Me: Did you tell them this story?
Spc: No sir; they never asked.
Over the years I learned from Navy Corpsman, Navy IDCs (Independent Duty Corpsman), Recon Docs, and Army 18Ds that you must always look for the exit wound and any other injuries. The wound that looks the worst might distract you from the biggest threat. Over the last year this young warrior had been receiving superficial mental health treatment from some of the best mental health people in the world; yet it took a simpleton like me little effort to figure it.
In the end, the soldier looked my straight in the eyes, shook my hand with both of his hands and said thank you sir. He then gave me a big man hug and ditty bopped out to the waiting car.
My professor called me a few hours later and said: “What did you do to this kid? He is almost normal again, for the first time since he returned from Iraq.

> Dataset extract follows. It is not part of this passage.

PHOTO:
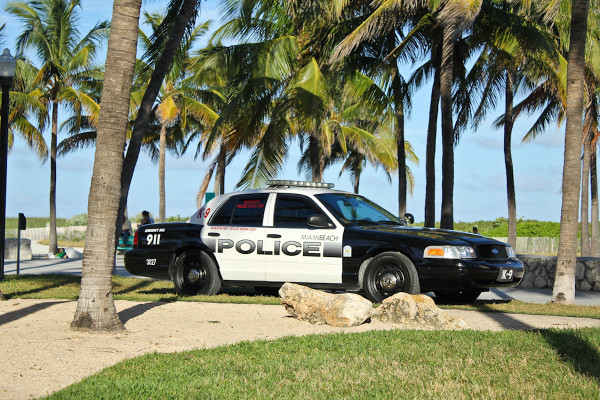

He is eating, laughing, joking and is a pleasure to be around again. Thank you, thank you, thank you….”
I said: you are welcome. Does this mean I get an A? He laughed and said, if you earn it. Thank you again. FYI, I did earn the A.
In sum, we all need to start looking for the psychological exit wounds in our friends and ourselves. Death from a thousand cuts is still death, but it is a long slow death. We need to patch our wounds as we detect them.
Remember, loneliness kills, look out for your friends just like you did in combat.